AppleScripts need to be installed in your [username]/Library/iTunes/Scripts/ folder. But, in case you hadn’t noticed, the [username]/Library/ folder is hidden in OS X Lion. The theory is that since the ~/Library folder contains a lot of important configuration files Apple doesn’t want to give users the opportunity to inadvertently screw anything up. For the most part, I suppose this is a good idea. Whatever. However, AppleScripts for iTunes–among other sorts of plug-ins–have to be installed in the ~/Library folder by the user*.

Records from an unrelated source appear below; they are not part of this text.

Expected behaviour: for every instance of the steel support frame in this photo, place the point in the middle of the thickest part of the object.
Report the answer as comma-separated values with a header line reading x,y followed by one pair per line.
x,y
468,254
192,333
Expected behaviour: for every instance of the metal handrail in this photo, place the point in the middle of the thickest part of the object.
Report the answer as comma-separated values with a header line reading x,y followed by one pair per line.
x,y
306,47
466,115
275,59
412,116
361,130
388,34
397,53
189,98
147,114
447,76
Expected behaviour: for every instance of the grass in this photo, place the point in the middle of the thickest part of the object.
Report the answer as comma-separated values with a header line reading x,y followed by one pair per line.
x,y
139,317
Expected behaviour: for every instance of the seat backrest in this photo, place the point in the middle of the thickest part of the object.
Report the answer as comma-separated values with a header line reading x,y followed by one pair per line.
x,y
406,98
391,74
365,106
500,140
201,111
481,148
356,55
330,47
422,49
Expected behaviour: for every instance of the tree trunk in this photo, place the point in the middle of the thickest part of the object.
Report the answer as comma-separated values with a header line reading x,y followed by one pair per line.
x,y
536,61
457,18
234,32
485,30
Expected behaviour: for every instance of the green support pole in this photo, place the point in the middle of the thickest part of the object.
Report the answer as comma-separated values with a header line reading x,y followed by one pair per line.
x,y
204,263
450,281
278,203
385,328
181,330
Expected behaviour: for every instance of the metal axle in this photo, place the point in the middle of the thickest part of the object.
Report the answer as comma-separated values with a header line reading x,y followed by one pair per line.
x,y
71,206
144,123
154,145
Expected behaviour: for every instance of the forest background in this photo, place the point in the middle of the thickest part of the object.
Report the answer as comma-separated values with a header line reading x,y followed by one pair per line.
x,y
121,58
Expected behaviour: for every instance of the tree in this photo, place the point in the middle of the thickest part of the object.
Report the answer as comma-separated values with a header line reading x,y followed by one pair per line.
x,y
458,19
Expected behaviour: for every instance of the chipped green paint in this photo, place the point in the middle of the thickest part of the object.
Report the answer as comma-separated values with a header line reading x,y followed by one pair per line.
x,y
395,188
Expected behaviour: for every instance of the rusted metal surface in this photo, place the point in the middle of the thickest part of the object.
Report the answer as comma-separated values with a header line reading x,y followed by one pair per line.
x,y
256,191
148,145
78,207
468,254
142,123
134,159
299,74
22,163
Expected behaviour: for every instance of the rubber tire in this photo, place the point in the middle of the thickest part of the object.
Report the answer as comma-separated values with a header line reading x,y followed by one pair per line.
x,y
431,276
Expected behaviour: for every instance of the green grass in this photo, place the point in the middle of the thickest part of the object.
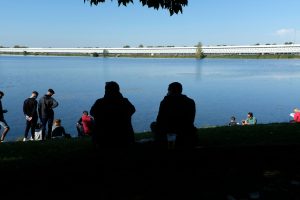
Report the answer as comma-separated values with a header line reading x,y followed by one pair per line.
x,y
225,136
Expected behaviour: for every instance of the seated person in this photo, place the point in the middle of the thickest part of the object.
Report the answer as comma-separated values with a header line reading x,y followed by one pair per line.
x,y
175,118
296,116
232,121
250,119
58,131
85,125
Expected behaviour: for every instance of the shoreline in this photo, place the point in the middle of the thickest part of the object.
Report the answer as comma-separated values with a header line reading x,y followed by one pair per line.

To access the ~/Library folder, you can do a couple of things:
- The easiest method: Hold the Option key while clicking the Finder’s “Go” menu and “Library” will appear in the drop down menu. Select it to bring the ~/Library/ folder frontmost. Then navigate to ~/Library/iTunes/Scripts/ and copy your iTunes scripts to this folder. (As usual: if no “Scripts” folder is there then create one.)

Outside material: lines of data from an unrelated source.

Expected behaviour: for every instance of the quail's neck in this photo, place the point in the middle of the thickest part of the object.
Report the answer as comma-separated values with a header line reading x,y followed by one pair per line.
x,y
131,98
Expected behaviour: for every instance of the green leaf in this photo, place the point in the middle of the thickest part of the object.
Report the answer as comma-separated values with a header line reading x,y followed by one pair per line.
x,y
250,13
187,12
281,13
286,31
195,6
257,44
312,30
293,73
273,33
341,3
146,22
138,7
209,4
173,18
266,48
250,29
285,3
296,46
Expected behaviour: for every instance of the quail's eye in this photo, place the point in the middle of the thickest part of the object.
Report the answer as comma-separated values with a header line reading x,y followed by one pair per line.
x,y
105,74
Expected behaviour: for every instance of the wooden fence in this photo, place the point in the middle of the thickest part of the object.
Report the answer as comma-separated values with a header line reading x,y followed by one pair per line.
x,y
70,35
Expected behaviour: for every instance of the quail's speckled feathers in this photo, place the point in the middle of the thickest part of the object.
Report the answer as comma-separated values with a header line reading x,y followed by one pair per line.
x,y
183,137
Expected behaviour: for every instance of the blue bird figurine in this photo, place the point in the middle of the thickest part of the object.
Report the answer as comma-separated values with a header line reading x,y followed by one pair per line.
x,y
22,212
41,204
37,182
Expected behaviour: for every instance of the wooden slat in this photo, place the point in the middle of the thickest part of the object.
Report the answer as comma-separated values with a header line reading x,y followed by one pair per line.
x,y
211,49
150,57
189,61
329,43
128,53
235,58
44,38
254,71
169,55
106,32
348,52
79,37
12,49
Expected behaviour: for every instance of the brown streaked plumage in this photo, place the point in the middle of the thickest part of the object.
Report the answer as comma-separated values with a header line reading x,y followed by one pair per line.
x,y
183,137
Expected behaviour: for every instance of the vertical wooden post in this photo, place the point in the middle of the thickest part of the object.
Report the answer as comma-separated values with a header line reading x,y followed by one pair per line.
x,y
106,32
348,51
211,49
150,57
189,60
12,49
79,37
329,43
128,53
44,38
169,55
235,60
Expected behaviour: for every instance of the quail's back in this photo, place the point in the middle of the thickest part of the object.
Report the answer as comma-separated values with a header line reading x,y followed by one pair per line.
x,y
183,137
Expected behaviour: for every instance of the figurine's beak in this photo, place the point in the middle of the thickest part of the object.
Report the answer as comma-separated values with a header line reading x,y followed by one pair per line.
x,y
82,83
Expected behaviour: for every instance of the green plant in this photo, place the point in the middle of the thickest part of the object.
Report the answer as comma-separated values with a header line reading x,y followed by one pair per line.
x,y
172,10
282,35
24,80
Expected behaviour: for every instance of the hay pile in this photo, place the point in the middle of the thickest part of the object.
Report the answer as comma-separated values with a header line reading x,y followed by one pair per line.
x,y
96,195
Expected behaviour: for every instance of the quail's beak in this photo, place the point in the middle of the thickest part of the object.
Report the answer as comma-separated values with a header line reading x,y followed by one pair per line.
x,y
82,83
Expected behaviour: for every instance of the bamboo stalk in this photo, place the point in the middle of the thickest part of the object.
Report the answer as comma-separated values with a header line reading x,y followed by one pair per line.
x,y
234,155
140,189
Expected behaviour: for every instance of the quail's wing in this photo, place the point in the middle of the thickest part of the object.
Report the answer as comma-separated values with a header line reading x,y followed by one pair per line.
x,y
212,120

- Geekier: Type “chflags nohidden Library” in Terminal while the prompt is at your home directory. This will make the ~/Library/ folder visible at all times.
- *Alternative: Install scripts in the [startup disk]/Library/iTunes/Scripts/ folder (which will make scripts available to all users on your machine) rather than the user’s [username]/Library/iTunes/Scripts/ folder. That Library folder is always visible and accessible in Lion.
If you need regular access, once the ~/Library/ folder is visible, drag it to the Finder sidebar or put an alias to it in the Finder’s toolbar.
Update: You can download this AppleScript applet that will make your ~/Library visible, using the command mentioned above. It takes less than a second to run it.